Universal insurance plan is comparable to whole life because you are protected in the course of your life, provided that you pay the insurance premiums. Your insurance company invested a part of your premium usually in bonds or mortgages. After the death of the insured, his family gets the amount of the policy or the value as well as the cash value of the investment. Your policy may increase or decrease in association with the worth of the investment.

The least complex and costly kind of policy is the term insurance policy. You can get protection for just a certain period of time, and within this period of time you die; your family will receive the value of the policy. However, this type of insurance plan expires if you outlive the term of the policy. Say, you bought a term life policy of 10 years, after 10 years and you are still alive, you will not get the amount stated in the policy.

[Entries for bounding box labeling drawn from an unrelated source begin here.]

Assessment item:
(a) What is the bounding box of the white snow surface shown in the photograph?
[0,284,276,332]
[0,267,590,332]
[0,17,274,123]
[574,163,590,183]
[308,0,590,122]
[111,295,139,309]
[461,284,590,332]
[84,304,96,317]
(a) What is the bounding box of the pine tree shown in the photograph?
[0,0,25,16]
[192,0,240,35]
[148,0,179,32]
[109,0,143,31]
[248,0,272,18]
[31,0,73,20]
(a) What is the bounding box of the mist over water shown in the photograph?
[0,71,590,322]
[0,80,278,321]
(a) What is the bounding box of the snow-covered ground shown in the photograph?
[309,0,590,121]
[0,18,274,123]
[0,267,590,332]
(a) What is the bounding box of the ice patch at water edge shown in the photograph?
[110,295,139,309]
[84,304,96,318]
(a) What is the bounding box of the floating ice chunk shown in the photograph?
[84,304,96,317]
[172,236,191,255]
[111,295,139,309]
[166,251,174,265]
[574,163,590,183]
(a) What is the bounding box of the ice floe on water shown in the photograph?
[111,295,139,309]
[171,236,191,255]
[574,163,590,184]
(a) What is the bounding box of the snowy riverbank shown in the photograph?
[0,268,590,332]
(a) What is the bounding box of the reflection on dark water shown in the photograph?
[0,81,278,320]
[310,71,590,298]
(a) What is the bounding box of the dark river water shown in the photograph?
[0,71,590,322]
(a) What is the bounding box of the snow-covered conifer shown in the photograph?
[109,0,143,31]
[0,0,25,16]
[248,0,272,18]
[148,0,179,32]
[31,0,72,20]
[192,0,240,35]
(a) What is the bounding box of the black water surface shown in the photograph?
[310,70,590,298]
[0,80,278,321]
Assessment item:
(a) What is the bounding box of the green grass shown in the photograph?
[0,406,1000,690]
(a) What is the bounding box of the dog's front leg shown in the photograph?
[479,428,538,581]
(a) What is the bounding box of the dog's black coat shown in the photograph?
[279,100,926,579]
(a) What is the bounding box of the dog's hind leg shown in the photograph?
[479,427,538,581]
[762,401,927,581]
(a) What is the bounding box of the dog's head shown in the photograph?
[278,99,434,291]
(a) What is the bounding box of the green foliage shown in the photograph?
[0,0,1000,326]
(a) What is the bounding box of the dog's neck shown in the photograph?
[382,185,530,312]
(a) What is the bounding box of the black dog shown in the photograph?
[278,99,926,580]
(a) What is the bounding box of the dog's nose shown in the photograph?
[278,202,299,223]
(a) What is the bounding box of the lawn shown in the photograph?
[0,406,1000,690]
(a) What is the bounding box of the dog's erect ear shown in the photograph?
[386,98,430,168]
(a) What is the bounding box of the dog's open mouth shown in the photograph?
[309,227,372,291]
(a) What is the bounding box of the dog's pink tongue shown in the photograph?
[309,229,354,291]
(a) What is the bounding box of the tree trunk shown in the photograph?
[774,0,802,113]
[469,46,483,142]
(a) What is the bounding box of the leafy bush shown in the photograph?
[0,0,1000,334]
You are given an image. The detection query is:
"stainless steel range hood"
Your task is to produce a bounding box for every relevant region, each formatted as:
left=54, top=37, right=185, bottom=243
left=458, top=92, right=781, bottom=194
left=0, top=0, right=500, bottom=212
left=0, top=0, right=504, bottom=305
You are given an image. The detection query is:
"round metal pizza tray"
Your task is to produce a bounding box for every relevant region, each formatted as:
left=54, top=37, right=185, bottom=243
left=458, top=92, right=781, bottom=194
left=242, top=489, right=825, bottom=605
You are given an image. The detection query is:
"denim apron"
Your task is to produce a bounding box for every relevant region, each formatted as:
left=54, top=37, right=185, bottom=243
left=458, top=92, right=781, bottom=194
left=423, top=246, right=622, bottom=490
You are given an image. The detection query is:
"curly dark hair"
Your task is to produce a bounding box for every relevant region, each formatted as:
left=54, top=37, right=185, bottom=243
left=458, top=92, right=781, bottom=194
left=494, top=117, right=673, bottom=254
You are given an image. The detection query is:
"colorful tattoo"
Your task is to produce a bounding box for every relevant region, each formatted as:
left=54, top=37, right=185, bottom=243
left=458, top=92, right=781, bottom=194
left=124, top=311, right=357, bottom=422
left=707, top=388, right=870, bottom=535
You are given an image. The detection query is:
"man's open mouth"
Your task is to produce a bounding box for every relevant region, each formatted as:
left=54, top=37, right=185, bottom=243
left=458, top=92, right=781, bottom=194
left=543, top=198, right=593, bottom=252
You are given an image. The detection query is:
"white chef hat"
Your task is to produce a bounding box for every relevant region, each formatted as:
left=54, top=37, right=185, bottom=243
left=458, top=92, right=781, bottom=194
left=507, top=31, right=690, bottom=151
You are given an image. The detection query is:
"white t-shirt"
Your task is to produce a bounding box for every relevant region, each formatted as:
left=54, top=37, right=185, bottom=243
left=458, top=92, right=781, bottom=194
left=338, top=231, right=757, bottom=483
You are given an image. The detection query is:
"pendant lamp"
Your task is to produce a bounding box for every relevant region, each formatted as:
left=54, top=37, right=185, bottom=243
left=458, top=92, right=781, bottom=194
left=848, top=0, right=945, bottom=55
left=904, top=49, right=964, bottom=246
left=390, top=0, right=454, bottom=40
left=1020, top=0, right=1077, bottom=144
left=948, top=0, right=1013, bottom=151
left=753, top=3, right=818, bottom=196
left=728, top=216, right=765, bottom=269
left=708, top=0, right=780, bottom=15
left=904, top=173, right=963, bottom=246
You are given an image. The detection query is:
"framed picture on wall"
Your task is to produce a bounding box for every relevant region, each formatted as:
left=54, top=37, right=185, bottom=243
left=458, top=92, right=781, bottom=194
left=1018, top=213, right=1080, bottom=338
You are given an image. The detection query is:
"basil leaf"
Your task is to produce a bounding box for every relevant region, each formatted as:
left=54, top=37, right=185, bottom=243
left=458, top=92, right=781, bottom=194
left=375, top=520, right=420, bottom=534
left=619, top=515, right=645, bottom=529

Term life insurance is categorized into two. First is the level term which means the value of the policy remains the same for the duration of the policy. Second is the decreasing term where the value diminishes as you get older.

Another type of life insurance policy is whole life which offers permanent coverage while creating a cash value account. With this insurance policy, the insurer handles and invests the policies cash value accounts. It provides a fixed rate which can’t increase during your lifetime provided that you continue to pay for the premium. Variable life insurance is another type that provides permanent protection for you and offers flexibility on your investment account. This is ideal for the more risk-oriented policy owner. It allows the death benefit to change in terms of the fund returns of the cash value account.

Endowment policy is the most popular type of policy. With this policy, the family of the policyholder will get the insured amount upon the death of the policy holder within the policy term. Nevertheless, if the insured individual survives after the term of the policy, then the insurance carrier provides the guaranteed amount as well as some investment benefits like double endowment, education, marriage endowment plans, etc. to the insured individual.

Life insurance is important to safeguard your loved ones’ future. Apart from protection you get, it may also present an investment method as a kind of savings for your family. And remember, it’s by no means too soon or too late for any person to obtain life insurance. While you enjoy the advantages, you will find that it is worth every cent you’ve spent.